Saussure sangat terinspirasi oleh pandangan pemikir sosiologi besar Emile Durkheim mengenai ‘fakta sosial’. Durkheim meyakini bahwa realitas sosial masyarakat adalah kumpulan fakta-fakta yang berdiri objektif di luar diri kesadaran manusia.  Fakta sosial adalah fakta kolektif yang mengatasi kesadaran individu.

Oleh Saussure pandangan fakta social ini ditempatkan ke bahasa. Bahasa dianggap sebagai sebuah bentuk fakta konsensus sosial masyarakat. Dalam pandangan strukturalisme ini, makna bahasa tidak bisa bebas menjadi otoritas individu tetapi menjadi konsensus kolektif yang mengikat semua orang - universal.

Pandangan penting kesadaran semiotik : Pertama, bahwa bahasa bukanlah ‘substansi’ tetapi hanyalah tetapi ‘bentuk’ (form). Dalam diri bahasa tidak ada substansi atau esensi yang ada pada dirinya. Pandangan ini meyakini bahwa bahasa hanyalah ‘citra akustik’ (kesan bunyi) yang kemudian diimajinasikan dalam pikiran penutur.
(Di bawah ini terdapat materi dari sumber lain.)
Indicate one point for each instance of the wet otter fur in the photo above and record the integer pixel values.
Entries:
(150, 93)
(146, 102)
Kedua, Bahasa tidaklah sebuah fakta ‘struktural’ melainkan ‘kultural’. Artinya makna bahasa bukanlah sesuatu yang tetap dan tak berubah melainkan sebuah fakta kultural yang dinamis. Sebuah bahasa akan sangat ditentukan oleh relasi dan konteks kulturalnya masing-masing.

ketiga adalah bahwa bahasa bukanlah berdiri sendiri sebagai pengertian tunggal pada dirinya sendiri. Setiap bahasa ataupun tanda mempunyai unsur relasi di dalamnya. Setiap tanda akan selalu menghubungkan, tanda-tanda yang lain. Setiap bahasa dan tanda mengandung dimensi relasionalnya.